The column prefix base. is the default source and destination of transformations.

Transformations#

Transformations are applied to a subset of columns with a source prefix and might result in additional columns with a destination prefix or reordered rows. One of the simplest transformation is copy.

Example of copy transform

import pandas as pd

from cumulative import Cumulative

df = pd.DataFrame(
    {
        "base.x": [[0, 1, 2, 3, 4, 5], [0, 1, 2, 3]],
        "base.y": [[10, 20, 30, 40, 50, 60], [5, 15, 25, 35]],
    }
)

c = Cumulative(df)
c.copy(src="base", dst="test")

print("Type: ", type(c.df))
print("--")
print(c.df)

Output

Type:  <class 'pandas.core.frame.DataFrame'>
--
               base.x                    base.y              test.x                    test.y
0  [0, 1, 2, 3, 4, 5]  [10, 20, 30, 40, 50, 60]  [0, 1, 2, 3, 4, 5]  [10, 20, 30, 40, 50, 60]
1        [0, 1, 2, 3]           [5, 15, 25, 35]        [0, 1, 2, 3]           [5, 15, 25, 35]

Pipelines#

Transformations are the base element to construct transformation pipelines. In the following example, we apply a cumsum operation to the base. prefix arrays x and y, saving the result to the C prefix. The C prefix arrays are then piped as input for the minmax scaler, with destination prefix S. The result is a data frame with additional columns for each step. If source or destination is omitted, the default prefix base. is used.
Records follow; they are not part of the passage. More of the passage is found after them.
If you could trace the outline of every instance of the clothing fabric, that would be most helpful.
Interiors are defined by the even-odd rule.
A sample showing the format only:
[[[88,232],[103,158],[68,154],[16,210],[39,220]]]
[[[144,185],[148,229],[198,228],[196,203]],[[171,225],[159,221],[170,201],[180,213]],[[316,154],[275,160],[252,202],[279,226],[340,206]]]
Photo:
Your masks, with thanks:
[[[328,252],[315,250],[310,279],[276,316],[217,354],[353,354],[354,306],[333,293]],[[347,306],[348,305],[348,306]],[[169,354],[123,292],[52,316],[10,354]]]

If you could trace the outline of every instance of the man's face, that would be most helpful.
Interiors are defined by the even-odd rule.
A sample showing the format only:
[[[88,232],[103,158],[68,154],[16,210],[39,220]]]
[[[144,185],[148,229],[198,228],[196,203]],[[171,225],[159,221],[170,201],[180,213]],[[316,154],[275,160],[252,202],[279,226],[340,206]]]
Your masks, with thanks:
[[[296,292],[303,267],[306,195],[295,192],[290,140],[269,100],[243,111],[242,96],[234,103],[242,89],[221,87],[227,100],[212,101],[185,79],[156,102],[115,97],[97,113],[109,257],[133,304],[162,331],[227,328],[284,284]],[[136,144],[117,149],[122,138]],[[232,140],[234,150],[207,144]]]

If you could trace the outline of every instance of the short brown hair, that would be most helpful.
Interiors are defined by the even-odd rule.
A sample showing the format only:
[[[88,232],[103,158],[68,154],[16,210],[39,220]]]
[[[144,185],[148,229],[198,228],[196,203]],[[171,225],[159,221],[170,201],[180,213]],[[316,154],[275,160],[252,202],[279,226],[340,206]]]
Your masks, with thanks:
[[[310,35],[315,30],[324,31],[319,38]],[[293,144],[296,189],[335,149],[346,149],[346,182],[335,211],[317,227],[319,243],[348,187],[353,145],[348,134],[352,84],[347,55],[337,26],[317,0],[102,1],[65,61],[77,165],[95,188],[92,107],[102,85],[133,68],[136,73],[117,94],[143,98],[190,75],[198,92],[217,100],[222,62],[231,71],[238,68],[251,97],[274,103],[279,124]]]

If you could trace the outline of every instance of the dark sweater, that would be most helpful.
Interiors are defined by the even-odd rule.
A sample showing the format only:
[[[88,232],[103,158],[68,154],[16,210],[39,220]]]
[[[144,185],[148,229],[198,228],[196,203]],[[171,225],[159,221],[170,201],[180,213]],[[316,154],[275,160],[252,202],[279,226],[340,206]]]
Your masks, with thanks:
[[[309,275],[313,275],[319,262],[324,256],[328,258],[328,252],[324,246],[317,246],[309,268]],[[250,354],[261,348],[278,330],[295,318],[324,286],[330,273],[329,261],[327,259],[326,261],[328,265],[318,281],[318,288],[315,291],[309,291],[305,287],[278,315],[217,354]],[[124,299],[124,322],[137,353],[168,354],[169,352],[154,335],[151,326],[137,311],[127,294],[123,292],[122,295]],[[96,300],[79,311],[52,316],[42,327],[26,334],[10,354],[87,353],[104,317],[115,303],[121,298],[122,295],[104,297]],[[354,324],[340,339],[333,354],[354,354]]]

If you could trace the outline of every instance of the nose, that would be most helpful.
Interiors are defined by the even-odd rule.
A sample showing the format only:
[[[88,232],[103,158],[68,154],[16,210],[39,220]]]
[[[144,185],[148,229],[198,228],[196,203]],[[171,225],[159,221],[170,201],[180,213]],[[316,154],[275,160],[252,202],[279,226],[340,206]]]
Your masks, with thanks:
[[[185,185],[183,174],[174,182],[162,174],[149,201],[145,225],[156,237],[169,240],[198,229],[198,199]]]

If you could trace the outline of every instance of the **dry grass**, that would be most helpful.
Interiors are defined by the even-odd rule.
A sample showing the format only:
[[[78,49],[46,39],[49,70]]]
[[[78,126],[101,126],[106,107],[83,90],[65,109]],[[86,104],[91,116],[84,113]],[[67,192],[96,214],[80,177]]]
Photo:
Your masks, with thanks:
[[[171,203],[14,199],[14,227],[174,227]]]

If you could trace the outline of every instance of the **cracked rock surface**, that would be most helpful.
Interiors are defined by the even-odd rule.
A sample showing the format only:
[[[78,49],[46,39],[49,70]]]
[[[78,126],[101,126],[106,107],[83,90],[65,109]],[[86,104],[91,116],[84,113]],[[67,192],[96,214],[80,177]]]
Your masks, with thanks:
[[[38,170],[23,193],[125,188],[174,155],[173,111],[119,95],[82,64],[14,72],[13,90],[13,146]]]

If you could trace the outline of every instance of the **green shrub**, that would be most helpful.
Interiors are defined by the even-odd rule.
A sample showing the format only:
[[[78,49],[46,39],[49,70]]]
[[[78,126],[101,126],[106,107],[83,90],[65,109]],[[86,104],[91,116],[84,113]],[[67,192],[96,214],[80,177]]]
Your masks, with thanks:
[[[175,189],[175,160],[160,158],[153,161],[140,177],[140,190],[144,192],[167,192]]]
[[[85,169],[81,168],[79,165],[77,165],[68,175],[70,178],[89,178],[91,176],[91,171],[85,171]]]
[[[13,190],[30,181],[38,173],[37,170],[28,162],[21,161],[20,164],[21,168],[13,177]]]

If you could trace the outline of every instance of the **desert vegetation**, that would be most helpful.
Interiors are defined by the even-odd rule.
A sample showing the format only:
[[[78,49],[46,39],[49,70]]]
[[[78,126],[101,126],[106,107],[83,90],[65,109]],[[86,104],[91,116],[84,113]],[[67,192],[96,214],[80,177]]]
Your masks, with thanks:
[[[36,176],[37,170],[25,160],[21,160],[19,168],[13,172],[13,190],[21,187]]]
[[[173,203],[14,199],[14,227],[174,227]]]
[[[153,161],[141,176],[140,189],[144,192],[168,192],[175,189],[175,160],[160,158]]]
Example of piped transforms

import pandas as pd

from cumulative import Cumulative

df = pd.DataFrame(
    {
        "base.x": [[0, 1, 2, 3, 4, 5], [0, 1, 2, 3]],
        "base.y": [[10, 20, 30, 40, 50, 60], [5, 15, 25, 35]],
    }
)

c = Cumulative(df)
c.cumsum(src="base", dst="C").scale(src="C", dst="S", kind="xy")

print(c.df.iloc[0])

Output

base.x                   [0, 1, 2, 3, 4, 5]
base.y             [10, 20, 30, 40, 50, 60]
C.x                      [0, 1, 2, 3, 4, 5]
C.y             [10, 30, 60, 100, 150, 210]
S.x          [0.0, 0.2, 0.4, 0.6, 0.8, 1.0]
S.x.min                                   0
S.x.max                                   5
S.y        [0.0, 0.1, 0.25, 0.45, 0.7, 1.0]
S.y.min                                  10
S.y.max                                 210
Name: 0, dtype: object

Tip

By default, all destination columns with the destination prefix are dropped before adding the new ones, ensuring a clean and consistent state.